North Africa Feared as Staging Ground for TerrorBy CRAIG S. SMITH
Published: February 20, 2007TUNIS — The plan, hatched for months in the arid mountains of North Africa, was to attack the American and British Embassies here. It ended in a series of gun battles in January that killed a dozen militants and left two Tunisian security officers dead.
But the most disturbing aspect of the violence in this normally placid, tourist-friendly nation is that it came from across the border in Algeria, where an Islamic terrorist organization has vowed to unite radical Islamic groups across North Africa.
Counterterrorism officials on three continents say the trouble in Tunisia is the latest evidence that a brutal Algerian group with a long history of violence is acting on its promise: to organize extremists across North Africa and join the remnants of Al Qaeda into a new international force for jihad.

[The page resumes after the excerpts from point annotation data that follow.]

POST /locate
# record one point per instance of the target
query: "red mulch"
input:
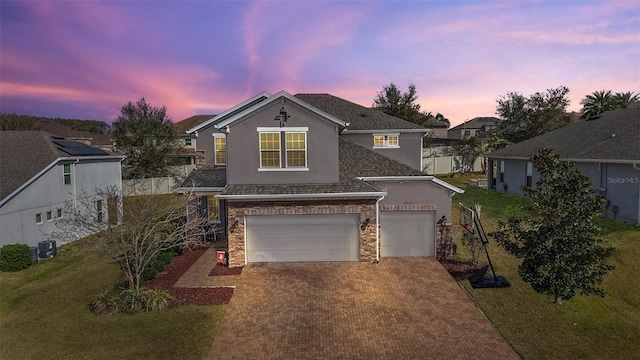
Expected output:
(188, 296)
(459, 269)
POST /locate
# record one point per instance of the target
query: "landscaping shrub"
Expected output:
(130, 301)
(15, 257)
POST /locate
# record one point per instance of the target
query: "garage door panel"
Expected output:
(407, 233)
(290, 238)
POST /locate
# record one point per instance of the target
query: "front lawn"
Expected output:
(580, 328)
(44, 314)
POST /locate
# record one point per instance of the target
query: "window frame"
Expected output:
(66, 176)
(386, 142)
(216, 152)
(283, 150)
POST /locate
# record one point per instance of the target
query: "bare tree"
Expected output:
(133, 231)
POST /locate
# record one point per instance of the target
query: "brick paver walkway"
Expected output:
(401, 308)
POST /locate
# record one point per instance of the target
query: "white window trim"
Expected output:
(386, 141)
(215, 157)
(283, 147)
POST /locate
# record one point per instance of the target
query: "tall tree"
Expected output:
(146, 136)
(597, 103)
(396, 103)
(557, 240)
(527, 117)
(626, 100)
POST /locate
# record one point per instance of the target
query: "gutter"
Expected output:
(442, 183)
(312, 196)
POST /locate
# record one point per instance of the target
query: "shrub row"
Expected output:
(15, 257)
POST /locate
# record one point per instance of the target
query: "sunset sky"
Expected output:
(85, 59)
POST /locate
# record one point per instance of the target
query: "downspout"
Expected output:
(637, 167)
(378, 228)
(75, 185)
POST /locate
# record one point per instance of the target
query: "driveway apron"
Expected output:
(401, 308)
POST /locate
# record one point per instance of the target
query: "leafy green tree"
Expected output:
(597, 103)
(527, 117)
(626, 100)
(557, 240)
(146, 136)
(469, 148)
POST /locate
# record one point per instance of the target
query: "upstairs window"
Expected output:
(296, 149)
(386, 141)
(269, 150)
(66, 174)
(283, 148)
(220, 150)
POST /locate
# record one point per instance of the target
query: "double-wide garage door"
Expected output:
(407, 233)
(291, 238)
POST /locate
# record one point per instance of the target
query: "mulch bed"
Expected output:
(188, 296)
(459, 269)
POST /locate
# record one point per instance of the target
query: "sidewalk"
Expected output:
(197, 275)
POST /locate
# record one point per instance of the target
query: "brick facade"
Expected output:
(238, 210)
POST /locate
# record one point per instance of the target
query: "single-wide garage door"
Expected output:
(407, 233)
(290, 238)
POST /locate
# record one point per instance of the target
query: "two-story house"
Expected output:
(317, 178)
(39, 173)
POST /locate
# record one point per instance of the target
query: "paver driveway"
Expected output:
(401, 308)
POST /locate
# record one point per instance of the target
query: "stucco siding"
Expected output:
(409, 152)
(243, 148)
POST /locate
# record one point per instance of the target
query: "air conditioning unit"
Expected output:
(47, 249)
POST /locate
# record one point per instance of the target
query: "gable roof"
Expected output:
(355, 163)
(27, 153)
(478, 123)
(271, 99)
(184, 125)
(358, 116)
(613, 137)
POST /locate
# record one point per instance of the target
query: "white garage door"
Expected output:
(290, 238)
(407, 233)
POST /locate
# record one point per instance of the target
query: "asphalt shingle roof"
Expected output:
(355, 161)
(358, 116)
(614, 135)
(182, 126)
(23, 154)
(206, 176)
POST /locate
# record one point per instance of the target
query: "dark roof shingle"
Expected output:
(358, 116)
(613, 136)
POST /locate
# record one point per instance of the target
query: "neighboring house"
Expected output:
(188, 140)
(289, 181)
(474, 127)
(606, 148)
(39, 173)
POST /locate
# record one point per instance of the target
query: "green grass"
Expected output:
(44, 314)
(585, 327)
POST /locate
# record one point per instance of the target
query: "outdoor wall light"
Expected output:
(365, 224)
(282, 116)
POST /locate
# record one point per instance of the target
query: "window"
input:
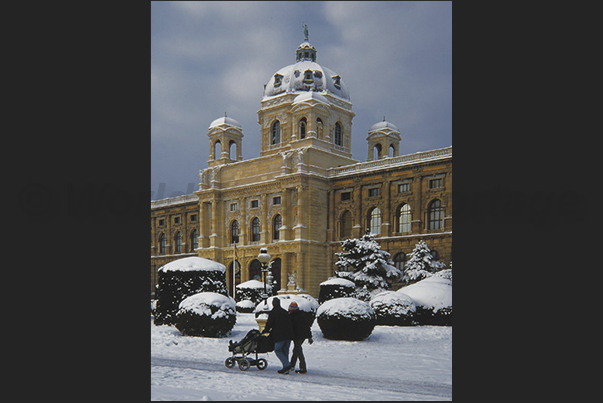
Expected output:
(345, 225)
(302, 128)
(276, 225)
(399, 260)
(162, 244)
(435, 215)
(404, 219)
(255, 230)
(435, 183)
(276, 132)
(338, 134)
(375, 221)
(178, 242)
(194, 241)
(234, 232)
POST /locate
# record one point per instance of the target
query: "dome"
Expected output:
(306, 75)
(225, 121)
(383, 125)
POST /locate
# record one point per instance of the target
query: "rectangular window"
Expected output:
(435, 183)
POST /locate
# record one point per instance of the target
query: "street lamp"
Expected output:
(264, 258)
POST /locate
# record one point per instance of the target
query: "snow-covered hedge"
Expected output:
(346, 319)
(393, 308)
(433, 300)
(336, 288)
(182, 278)
(249, 294)
(206, 314)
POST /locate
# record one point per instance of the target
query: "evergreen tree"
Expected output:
(363, 262)
(421, 264)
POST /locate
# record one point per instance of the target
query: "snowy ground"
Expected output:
(395, 363)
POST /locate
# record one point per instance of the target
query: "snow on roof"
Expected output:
(225, 121)
(193, 263)
(251, 284)
(432, 292)
(345, 306)
(339, 281)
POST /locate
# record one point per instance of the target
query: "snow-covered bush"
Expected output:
(346, 319)
(421, 264)
(249, 294)
(182, 278)
(393, 308)
(370, 268)
(433, 300)
(336, 288)
(206, 314)
(307, 305)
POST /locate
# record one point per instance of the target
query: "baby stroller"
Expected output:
(253, 342)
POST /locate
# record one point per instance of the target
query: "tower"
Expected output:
(225, 141)
(383, 140)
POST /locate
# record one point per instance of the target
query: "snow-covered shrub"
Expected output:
(182, 278)
(307, 305)
(370, 268)
(206, 314)
(433, 300)
(336, 288)
(393, 308)
(421, 264)
(346, 319)
(251, 291)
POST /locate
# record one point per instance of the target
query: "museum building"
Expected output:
(305, 193)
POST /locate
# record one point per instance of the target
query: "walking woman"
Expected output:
(301, 331)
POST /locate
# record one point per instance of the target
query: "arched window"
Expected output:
(302, 128)
(399, 260)
(234, 232)
(255, 229)
(338, 134)
(194, 241)
(277, 222)
(435, 215)
(345, 225)
(375, 221)
(404, 218)
(275, 132)
(162, 244)
(178, 242)
(217, 149)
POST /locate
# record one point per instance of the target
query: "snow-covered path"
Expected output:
(395, 363)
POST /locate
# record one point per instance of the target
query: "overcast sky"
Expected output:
(208, 58)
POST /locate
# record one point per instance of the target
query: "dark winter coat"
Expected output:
(301, 327)
(279, 323)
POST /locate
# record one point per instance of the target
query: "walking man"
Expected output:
(281, 329)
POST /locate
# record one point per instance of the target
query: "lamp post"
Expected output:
(264, 258)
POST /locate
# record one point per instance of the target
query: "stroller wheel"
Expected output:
(244, 364)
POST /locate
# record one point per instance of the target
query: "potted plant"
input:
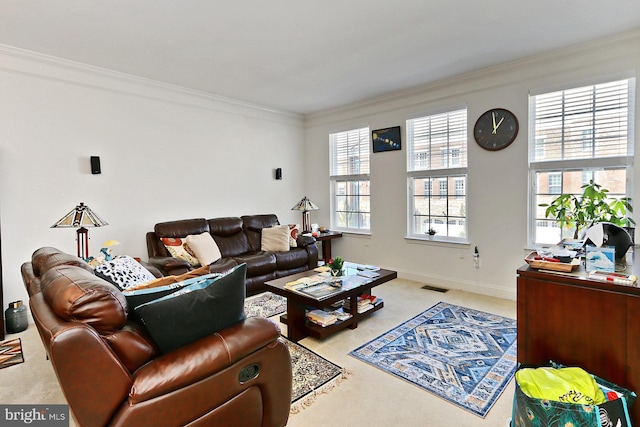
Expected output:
(336, 264)
(593, 206)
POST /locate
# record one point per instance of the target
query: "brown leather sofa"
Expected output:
(111, 373)
(239, 241)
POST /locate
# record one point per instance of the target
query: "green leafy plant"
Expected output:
(336, 263)
(577, 213)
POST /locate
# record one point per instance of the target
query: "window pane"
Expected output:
(437, 143)
(546, 229)
(581, 123)
(349, 168)
(578, 129)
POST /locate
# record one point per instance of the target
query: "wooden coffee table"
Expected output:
(299, 327)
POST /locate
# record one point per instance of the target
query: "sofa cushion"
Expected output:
(258, 263)
(229, 236)
(138, 296)
(47, 257)
(204, 248)
(75, 294)
(177, 247)
(294, 231)
(209, 304)
(293, 259)
(181, 228)
(275, 238)
(123, 271)
(168, 280)
(253, 225)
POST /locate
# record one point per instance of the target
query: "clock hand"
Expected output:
(496, 126)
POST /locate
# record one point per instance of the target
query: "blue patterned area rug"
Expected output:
(462, 355)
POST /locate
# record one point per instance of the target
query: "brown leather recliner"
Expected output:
(110, 370)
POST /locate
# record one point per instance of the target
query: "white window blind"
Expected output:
(578, 135)
(437, 174)
(585, 122)
(350, 183)
(438, 141)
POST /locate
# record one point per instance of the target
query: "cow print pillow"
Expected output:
(124, 272)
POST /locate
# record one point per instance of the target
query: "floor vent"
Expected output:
(434, 288)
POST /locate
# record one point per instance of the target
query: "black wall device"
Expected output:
(95, 165)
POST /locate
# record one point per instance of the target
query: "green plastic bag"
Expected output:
(541, 412)
(568, 385)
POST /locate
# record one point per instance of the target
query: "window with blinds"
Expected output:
(578, 135)
(437, 175)
(350, 183)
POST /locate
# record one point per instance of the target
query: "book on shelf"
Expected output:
(370, 274)
(326, 318)
(616, 278)
(365, 303)
(321, 317)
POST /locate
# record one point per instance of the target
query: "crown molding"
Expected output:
(34, 64)
(520, 70)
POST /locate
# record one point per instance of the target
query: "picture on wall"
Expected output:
(386, 139)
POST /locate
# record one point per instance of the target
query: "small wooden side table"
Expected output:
(325, 239)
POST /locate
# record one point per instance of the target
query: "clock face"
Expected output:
(496, 129)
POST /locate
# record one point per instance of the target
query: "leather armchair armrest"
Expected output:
(305, 241)
(200, 359)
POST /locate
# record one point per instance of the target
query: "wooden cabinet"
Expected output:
(576, 321)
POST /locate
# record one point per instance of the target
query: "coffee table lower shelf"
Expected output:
(318, 331)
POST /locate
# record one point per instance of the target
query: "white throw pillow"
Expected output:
(294, 230)
(204, 248)
(275, 239)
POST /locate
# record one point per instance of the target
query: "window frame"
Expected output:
(589, 166)
(353, 177)
(421, 170)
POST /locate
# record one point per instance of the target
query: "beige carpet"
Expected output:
(368, 398)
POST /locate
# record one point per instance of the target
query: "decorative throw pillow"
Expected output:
(207, 305)
(204, 248)
(123, 271)
(168, 280)
(137, 297)
(177, 247)
(294, 230)
(275, 239)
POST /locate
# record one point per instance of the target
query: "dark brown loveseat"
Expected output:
(239, 241)
(112, 375)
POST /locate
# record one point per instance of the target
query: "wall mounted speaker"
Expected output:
(95, 165)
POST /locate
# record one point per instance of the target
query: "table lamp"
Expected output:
(305, 205)
(80, 217)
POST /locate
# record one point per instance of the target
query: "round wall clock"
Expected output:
(496, 129)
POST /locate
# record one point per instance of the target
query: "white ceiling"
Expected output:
(304, 56)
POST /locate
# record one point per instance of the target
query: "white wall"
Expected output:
(166, 154)
(497, 181)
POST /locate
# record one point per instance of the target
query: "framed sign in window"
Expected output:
(386, 139)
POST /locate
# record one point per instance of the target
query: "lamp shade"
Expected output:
(80, 216)
(305, 205)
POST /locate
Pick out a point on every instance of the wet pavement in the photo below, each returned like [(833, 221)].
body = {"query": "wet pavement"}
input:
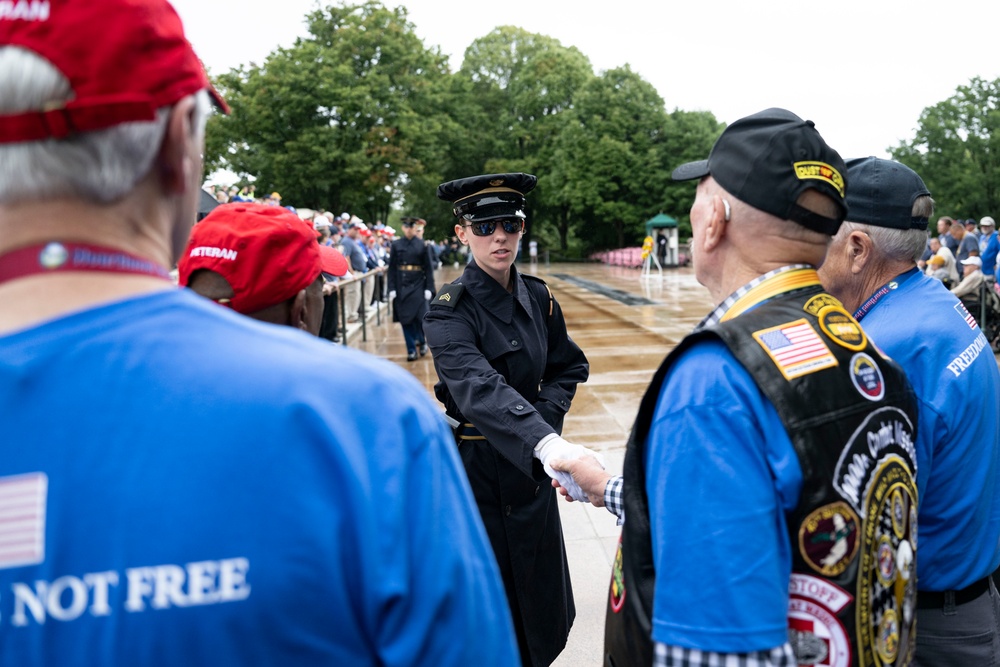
[(626, 324)]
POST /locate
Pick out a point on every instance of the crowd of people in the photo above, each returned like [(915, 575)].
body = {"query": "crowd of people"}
[(367, 249), (808, 480)]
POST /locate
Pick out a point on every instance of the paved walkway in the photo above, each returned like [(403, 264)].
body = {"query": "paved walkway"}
[(626, 323), (625, 343)]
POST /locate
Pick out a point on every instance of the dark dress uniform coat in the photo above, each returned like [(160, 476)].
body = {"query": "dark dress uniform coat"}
[(407, 281), (507, 366)]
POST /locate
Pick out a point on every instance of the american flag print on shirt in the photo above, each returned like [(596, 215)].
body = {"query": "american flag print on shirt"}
[(966, 315), (22, 519), (796, 348)]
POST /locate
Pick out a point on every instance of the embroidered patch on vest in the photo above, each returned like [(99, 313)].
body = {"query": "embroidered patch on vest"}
[(617, 581), (449, 295), (821, 301), (842, 328), (828, 538), (875, 475), (867, 377), (795, 348), (816, 634)]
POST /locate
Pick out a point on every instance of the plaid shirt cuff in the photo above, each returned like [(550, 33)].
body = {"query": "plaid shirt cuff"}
[(613, 497)]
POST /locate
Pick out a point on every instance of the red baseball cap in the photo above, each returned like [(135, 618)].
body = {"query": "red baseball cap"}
[(124, 59), (266, 253), (332, 261)]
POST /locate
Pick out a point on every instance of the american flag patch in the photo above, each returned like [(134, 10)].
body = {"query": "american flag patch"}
[(966, 315), (796, 348), (22, 519)]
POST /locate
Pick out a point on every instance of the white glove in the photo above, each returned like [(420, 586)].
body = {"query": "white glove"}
[(554, 447)]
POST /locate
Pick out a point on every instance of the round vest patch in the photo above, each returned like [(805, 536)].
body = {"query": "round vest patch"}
[(842, 328), (828, 538), (867, 377)]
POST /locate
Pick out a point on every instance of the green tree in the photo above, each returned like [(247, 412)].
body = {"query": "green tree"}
[(523, 85), (339, 120), (689, 136), (608, 173), (956, 150)]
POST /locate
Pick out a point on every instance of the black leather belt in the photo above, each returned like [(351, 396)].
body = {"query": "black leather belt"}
[(467, 431), (938, 599)]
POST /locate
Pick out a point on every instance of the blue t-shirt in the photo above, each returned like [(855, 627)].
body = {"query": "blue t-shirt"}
[(181, 485), (928, 332), (717, 444)]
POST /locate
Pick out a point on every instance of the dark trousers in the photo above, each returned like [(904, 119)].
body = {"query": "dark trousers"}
[(960, 635), (413, 334)]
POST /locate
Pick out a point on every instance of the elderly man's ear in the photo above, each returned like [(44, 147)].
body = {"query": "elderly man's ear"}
[(859, 248)]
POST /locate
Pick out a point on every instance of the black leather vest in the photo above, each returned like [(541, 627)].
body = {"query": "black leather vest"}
[(851, 416)]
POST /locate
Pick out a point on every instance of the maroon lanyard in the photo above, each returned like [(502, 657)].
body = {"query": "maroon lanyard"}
[(55, 256)]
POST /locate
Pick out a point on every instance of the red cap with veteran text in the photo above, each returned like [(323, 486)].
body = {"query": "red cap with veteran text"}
[(266, 253), (124, 59)]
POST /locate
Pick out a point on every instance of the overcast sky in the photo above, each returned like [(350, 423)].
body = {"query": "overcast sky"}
[(863, 70)]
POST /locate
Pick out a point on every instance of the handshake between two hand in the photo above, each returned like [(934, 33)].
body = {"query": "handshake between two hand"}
[(578, 472)]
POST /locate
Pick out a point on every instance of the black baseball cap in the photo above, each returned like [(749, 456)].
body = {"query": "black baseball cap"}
[(489, 196), (882, 193), (768, 160)]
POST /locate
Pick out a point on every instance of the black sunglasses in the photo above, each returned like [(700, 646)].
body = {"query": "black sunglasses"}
[(486, 228)]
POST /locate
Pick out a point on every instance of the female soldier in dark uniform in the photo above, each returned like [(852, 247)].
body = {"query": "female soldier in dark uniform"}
[(507, 372), (411, 284)]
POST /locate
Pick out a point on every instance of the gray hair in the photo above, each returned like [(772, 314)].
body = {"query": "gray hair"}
[(901, 245), (101, 166)]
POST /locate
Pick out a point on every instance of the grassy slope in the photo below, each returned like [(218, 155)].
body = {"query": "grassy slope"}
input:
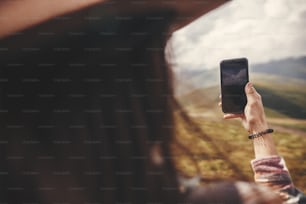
[(220, 149)]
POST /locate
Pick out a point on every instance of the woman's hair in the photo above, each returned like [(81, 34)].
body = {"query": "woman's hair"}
[(85, 111)]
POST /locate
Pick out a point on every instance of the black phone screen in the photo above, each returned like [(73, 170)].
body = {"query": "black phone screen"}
[(234, 77)]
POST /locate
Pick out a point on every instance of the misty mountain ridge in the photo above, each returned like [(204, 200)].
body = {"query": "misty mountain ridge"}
[(291, 70)]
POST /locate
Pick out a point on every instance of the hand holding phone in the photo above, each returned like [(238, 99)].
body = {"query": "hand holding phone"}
[(234, 77)]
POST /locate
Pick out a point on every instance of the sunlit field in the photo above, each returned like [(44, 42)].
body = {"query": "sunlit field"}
[(217, 149)]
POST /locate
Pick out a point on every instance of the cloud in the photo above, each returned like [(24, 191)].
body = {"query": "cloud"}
[(260, 30)]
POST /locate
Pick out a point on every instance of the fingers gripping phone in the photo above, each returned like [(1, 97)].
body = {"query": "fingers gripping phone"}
[(234, 77)]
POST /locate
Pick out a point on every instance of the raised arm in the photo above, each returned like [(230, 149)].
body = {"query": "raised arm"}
[(269, 168)]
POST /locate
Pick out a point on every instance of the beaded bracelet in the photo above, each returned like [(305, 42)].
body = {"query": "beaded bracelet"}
[(259, 134)]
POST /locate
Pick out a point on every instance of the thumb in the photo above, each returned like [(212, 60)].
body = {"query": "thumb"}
[(251, 92), (249, 89)]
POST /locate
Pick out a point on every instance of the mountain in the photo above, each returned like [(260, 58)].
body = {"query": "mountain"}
[(285, 69), (282, 85), (289, 68)]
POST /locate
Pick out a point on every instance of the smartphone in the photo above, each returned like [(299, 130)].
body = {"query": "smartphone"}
[(234, 76)]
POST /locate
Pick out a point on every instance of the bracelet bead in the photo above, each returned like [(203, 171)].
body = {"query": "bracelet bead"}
[(259, 134)]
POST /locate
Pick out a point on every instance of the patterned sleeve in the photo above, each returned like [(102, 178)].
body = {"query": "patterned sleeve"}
[(272, 172)]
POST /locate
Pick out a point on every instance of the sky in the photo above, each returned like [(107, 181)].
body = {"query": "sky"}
[(261, 30)]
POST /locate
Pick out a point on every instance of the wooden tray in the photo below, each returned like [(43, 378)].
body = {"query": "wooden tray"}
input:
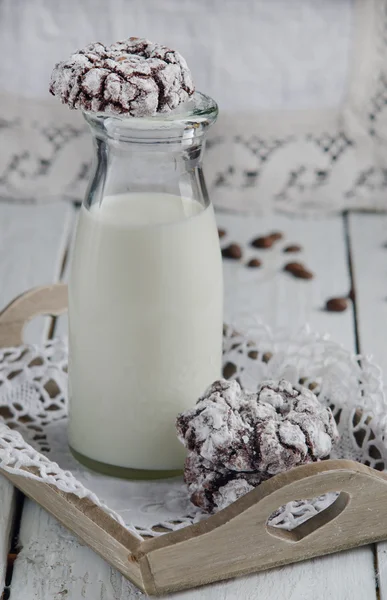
[(237, 540)]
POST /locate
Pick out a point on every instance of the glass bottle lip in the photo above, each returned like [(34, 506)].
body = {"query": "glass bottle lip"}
[(199, 112)]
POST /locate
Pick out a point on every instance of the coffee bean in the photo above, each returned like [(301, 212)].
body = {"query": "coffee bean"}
[(263, 242), (336, 304), (276, 235), (292, 248), (254, 263), (298, 270), (233, 251)]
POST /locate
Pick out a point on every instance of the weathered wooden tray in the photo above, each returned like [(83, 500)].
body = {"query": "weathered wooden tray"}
[(235, 541)]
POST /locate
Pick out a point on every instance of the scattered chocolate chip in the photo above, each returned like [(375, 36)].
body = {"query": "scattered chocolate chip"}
[(298, 270), (292, 248), (336, 304), (263, 242), (254, 263), (233, 251), (266, 357), (276, 235)]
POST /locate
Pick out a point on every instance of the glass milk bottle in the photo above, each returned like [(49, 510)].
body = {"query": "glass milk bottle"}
[(145, 292)]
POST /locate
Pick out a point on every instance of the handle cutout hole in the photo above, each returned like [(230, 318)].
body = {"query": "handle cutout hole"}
[(310, 524)]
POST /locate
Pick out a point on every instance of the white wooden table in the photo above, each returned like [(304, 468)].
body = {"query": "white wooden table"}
[(39, 560)]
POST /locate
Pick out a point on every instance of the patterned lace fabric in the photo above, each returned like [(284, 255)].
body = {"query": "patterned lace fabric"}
[(33, 409), (314, 161)]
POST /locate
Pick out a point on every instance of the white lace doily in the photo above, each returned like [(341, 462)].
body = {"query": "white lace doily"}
[(33, 408)]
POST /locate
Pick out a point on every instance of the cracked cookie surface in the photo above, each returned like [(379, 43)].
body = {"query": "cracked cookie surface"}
[(134, 77)]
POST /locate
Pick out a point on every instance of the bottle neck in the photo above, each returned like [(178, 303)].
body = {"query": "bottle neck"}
[(155, 155)]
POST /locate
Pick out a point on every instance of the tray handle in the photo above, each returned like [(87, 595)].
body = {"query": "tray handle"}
[(44, 300), (238, 540)]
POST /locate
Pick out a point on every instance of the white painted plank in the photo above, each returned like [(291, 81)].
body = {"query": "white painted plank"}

[Last week, the group claimed responsibility for seven nearly simultaneous bombings that destroyed police stations in towns east of Algiers, the Algerian capital, killing six people.]
This article was prepared from interviews with American government and military officials, French counterterrorism officials, Italian counterterrorism prosecutors, Algerian terrorism experts, Tunisian government officials and a Tunisian attorney working with Islamists charged with terrorist activities.
They say North Africa, with its vast, thinly governed stretches of mountain and desert, could become an Afghanistan-like terrorist hinterland within easy striking distance of Europe. That is all the more alarming because of the deep roots that North African communities have in Europe and the ease of travel between the regions. For the United States, the threat is also real because of visa-free travel to American cities for most European passport holders.